(„last thoughts on woody“ v. Bob Dylan)
Wenn sich der Kopf plötzlich dreht und die Gedanken nicht mehr versteht
Wenn du denkst du bist zu früh, zu spät, zu jung, zu alt, zu klug oder zu blöd
Wenn du den Anschluß verlierst, nicht Schritt halten kannst
Und dich im Zeitlupentempo oder der Hektik zerfranst
Egal was du grad machst, wenn du aufgeben anfängst
Wenn der Wein nicht mehr reicht, den du täglich trinkst
Wenn der Wind dich verweht und du klammerst dich an
Doch deine Hände die rutschen, die Finger sind klamm
Und dein Feuer erlischt, der letzte Funken verglüht
Und du weißt es soll brennen, doch du bist viel zu müd
Und der Gehsteig verwirft sich, so wie die Straße sich zieht
Und du weißt es ist falsch, doch dann gehst du zurück
Und die Einsamkeit kommt, während der Tag still vergeht
Und der nächste Morgen scheint viel zu weit weg
Und du findest keinen Halt, du rutscht im Morast
Und der Strohhalm ist glitschig, die Hände schweißnaß
Und deine leuchtenden Gletscher und sonnigen Höh’n
Werden zu touristischen Mülldeponien
Und die Grundmauern zittern und das Glas zerbricht
Und deine kleine Welt verliert an Gewicht
Und Blitze schlagen ein während der Donner rollt
Und du fragst dich wer wohl den Schaden bezahlt
Und du stehst im Regen und sagst leise zu dir
Ich hab nicht gedacht, daß es so schlimm sein wird
Und für die Momente der Sonne erlebst du Stunden im Sturm
Warum sprach niemand davon im Elfenbeinturm?

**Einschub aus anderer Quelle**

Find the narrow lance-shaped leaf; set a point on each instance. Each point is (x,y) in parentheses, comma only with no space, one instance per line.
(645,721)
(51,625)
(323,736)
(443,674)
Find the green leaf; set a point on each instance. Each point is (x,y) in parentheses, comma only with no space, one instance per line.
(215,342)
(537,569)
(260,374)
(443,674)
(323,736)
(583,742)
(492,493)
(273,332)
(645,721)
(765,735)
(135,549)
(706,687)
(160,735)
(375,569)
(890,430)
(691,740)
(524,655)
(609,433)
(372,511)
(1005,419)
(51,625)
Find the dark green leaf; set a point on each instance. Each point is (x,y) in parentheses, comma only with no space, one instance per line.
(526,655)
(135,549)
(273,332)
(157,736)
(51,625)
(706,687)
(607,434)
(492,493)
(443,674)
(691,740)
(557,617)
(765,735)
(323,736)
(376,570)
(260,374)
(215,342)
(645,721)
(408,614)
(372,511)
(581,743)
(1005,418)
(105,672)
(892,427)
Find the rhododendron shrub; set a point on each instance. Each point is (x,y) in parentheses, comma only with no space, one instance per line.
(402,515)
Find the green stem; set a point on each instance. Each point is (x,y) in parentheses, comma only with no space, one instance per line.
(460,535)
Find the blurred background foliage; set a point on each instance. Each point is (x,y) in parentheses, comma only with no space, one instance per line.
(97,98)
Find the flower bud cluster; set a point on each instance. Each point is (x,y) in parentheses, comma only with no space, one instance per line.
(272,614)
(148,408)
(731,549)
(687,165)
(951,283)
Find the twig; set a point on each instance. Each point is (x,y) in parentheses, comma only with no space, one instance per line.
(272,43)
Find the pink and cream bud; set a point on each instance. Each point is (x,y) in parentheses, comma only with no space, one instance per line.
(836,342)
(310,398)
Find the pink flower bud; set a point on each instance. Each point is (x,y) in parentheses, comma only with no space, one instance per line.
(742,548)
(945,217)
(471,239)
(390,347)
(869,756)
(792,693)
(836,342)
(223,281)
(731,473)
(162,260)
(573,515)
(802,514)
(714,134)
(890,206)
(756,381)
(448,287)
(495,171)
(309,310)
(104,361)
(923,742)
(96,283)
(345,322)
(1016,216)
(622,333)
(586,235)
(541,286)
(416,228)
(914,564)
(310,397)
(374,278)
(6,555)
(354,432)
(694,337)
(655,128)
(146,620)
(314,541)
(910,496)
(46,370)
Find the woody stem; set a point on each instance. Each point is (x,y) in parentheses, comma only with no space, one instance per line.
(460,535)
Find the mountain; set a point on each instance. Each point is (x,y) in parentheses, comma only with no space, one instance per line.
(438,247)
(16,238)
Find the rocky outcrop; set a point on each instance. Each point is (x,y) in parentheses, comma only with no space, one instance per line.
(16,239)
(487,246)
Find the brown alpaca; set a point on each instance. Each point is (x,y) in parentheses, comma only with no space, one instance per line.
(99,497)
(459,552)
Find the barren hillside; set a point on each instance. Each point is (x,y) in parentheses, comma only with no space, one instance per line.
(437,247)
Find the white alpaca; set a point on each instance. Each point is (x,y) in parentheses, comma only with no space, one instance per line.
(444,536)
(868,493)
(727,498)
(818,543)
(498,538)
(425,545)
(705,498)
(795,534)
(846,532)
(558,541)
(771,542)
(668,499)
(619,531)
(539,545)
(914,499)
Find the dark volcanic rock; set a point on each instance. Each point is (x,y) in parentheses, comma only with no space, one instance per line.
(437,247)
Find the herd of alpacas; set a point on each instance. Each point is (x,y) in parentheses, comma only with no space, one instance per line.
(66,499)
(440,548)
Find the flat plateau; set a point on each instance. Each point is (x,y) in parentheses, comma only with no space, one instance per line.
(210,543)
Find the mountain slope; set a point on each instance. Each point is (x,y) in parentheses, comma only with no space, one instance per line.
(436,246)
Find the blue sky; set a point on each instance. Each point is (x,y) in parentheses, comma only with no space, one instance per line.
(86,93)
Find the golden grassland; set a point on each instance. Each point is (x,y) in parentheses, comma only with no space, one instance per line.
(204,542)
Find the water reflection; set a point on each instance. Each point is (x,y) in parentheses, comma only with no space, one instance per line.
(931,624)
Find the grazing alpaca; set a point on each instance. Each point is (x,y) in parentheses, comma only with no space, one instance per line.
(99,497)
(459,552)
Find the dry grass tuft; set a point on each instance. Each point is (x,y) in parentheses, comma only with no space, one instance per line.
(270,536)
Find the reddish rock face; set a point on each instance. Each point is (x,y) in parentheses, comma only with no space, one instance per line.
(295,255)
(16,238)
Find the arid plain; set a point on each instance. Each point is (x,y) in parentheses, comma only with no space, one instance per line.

Und dann fröstelt es dich vor Angst und vor Scham
Und dann fängst du irgendwas suchen an
Und du stehst im knietiefen Wasser und ruderst mit den Armen
Und die Welt schaut dir zu durch den Fensterrahmen
Und dein Mädchen verläßt dich, sie hat nicht gewußt
Du fühlst dich krank, wie ein Brathuhn am Rost
Und nur dein Werkzeug fällt dir aus den Händen zu Füßen
Doch du brauchst es und willst es nicht aufheben müssen
Und deine Glocke läutet und du kannst sie nicht hören
Du denkst es sind nur deine Ohren verschlagen
Und vom wirbelnden Staub wären die Augen trüb
Und du denkst du hast versagt im Hochbetrieb
Und wurdest gelinkt mit deinen vier Assen
Du dachtest du hättest drei Damen besessen
Und es macht dich gemein und es macht dich verrückt
Wie ein sinnloses Spiel oder ein Zeitungsbericht
Und den Menschen willst du was Wichtiges sagen
Doch es fällt dir nicht ein, es ist im Hirn tief vergraben
Du suchst es verbissen und denkst tagelang nach
Legst den Kopf auf ein Kissen, liegst nächtelang wach
Doch was du auch tust, du weißt nicht was es ist
Und du fürchtest, daß du langsam das Ganze vergißt
Deine Augen verschwimmen und traurige Gedanken
Machen die weichen Daunen zu harten Planken
Und angstvoll starrst du in ein Raubtiergebiß
Denkst du bist dazwischen, wenn es die Kiefer schließt
Und du atmest flach, die Hände am Rücken verschrenkt
Und verfluchst dieses Schild, das dich zur Umleitung zwingt
Und du fragst dich, he was ist bloß los mit mir
Und mit dieser Straße auf der ich gehe, dem Weg den ich wähle
Und den Schleichwegen und Ausflüchten mit denen ich mich quäle
Mit den Kurven hier, in denen ich mich verlier
Und mit der Luft die mich umgibt und die ich inhalier
Ich bin zu lange umhergeirrt und zu sehr verwirrt
Warum stehe ich, warum gehe ich, wohin will ich gelangen?
Was rede ich, was weiß ich, was weiß ich anzufangen?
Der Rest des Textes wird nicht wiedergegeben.